No primeiro fim de semana de Setembro, desde há 46 anos, ergue-se junto ao Tejo (em muitos lugares, mas sempre junto ao Tejo) uma realização política e cultural que chama às suas alamedas gente militante e (muito mais) gente que não o é. Aquele é o mundo como se quer que seja: um mundo de lugares em que todos têm entrada, sem que nenhuma intimidade lhes seja pedida em troca. Como nos templos das religiões históricas, em que os não crentes podem entrar sem mais compromisso do que o do respeito, que é regra das relações humanas saudáveis. E entrarão aqueles tantos, num e nos outros lados, por haver o que os interesse – quase sempre por razões culturais – e talvez também pela paz, a ausência de pressas, a serenidade de poder caminhar entre muitos com a confiança boa de que estamos desabituados.

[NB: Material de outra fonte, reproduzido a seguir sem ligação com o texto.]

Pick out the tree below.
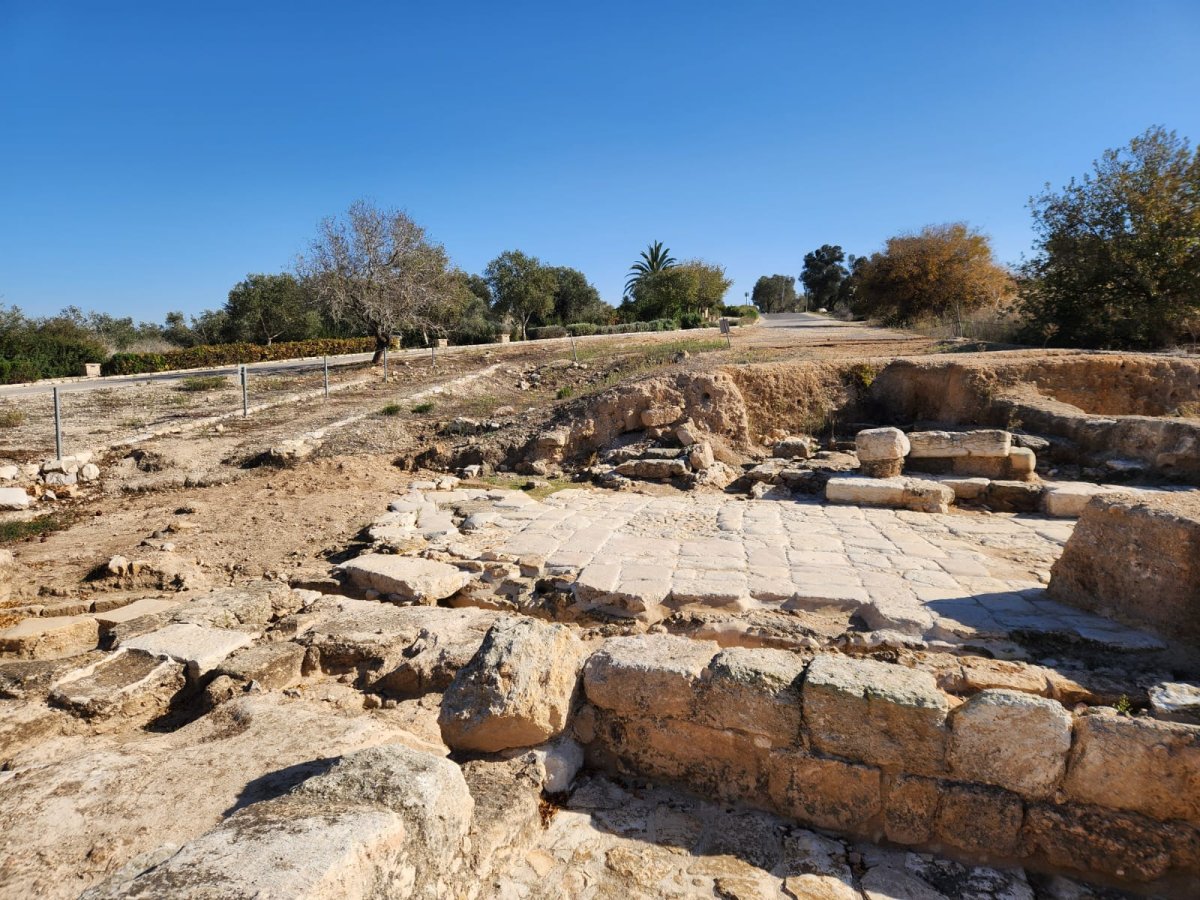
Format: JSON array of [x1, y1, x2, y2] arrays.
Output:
[[298, 200, 462, 361], [800, 244, 850, 308], [750, 275, 797, 312], [625, 241, 676, 295], [623, 259, 733, 322], [551, 265, 612, 325], [1021, 127, 1200, 348], [223, 272, 322, 347], [484, 250, 557, 340], [854, 222, 1013, 324]]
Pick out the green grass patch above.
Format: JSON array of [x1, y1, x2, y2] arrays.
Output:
[[0, 512, 71, 545], [175, 376, 227, 394]]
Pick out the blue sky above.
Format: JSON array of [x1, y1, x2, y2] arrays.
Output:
[[0, 0, 1200, 320]]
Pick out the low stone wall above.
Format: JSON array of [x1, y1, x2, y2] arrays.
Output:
[[576, 635, 1200, 896]]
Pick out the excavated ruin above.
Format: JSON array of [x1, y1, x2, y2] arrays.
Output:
[[0, 352, 1200, 900]]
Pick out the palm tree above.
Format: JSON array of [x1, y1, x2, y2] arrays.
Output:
[[625, 241, 676, 294]]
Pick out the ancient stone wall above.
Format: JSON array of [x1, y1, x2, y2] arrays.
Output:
[[576, 635, 1200, 893]]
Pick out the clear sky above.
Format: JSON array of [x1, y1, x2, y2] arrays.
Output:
[[0, 0, 1200, 320]]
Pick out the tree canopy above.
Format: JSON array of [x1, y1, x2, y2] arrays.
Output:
[[750, 275, 798, 312], [625, 241, 676, 295], [853, 222, 1013, 324], [298, 200, 464, 359], [800, 244, 850, 308], [1021, 127, 1200, 348], [484, 250, 558, 338]]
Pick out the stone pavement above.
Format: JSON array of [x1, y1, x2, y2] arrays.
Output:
[[410, 490, 1160, 649]]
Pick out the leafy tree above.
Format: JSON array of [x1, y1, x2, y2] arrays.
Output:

Neste país em que a “formiga no carreiro” (a da fábula de José Afonso) foi ouvida por um movimento de capitães, e pelo povo que o acompanhou, o essencial das liberdades fundamentais não foi ainda ofendido. Por isso é que todas as tentativas de proibir, de censurar, de limitar, se vêm confinando no delírio programático de arautos de uma “ordem” igual à dos rebanhos: um manda, os outros obedecem, sendo preciso o cão morde. Percebe-se, até, que a tendência para a deificação das “lideranças” torne natural o traço de fanatismo em que o mais pacato cidadão comum se transforma em adepto de super-heróis, em que a procura do “bem” usa e abusa das armas de fazer o mal (há um filme – “A Onda”, do realizador alemão Dennis Gansel – que retrata exemplarmente esta tragédia da transfiguração do humano em desumano).

Até aqui tudo bem, mais incidente menos incidente. A situação só começa a descontrolar-se quando se produzem, perante a geral indiferença, sinais como aquela primeira página de um jornal, em que trabalhadores das artes – e como tal comprometidos – são denunciados (acusados) com fotografia e nome, enrolados no sangue das vítimas que não fizeram, marcados com um zê na lapela que há-de ter sido desenhado por mão herdeira daquela que pregou estrelas de David no peito dos judeus, há tão pouco tempo ainda. O objeto gráfico em causa – todo um programa de acção – persegue uma estratégia de simplificação da mensagem, que é o elemento vital da barbárie. Percebe-se a intenção: em nome da liberdade há que alvejar a liberdade; em nome da justiça há que instalar a injustiça; em nome da verdade há que abrir espaço à mentira; em nome da democracia há que ofender a democracia. São imagens apenas, dir-se-á. Mas mal. São sementes de ódio, de desesperança e de medo.

Não se assustaram os artistas com a arma da calúnia apontada ao peito. Talvez por serem filhos de um tempo histórico português em que a violência política é, por enquanto, uma anomalia. Mas um deles, oportuno, avisou que “o medo é o grande controlador da Humanidade. Talvez por sermos tantas vezes o reflexo daquilo que os outros projetam em nós, a nossa cobardia é a máscara perfeita para aqueles que querem silenciar as nossas vozes”. Indignemo-nos, pois. É que há luxos de violência mediática que não podemos deixar de assinalar, a menos que queiramos que o poema do Fado Abandono, do reportório de Amália, seja outra vez o retrato de nós.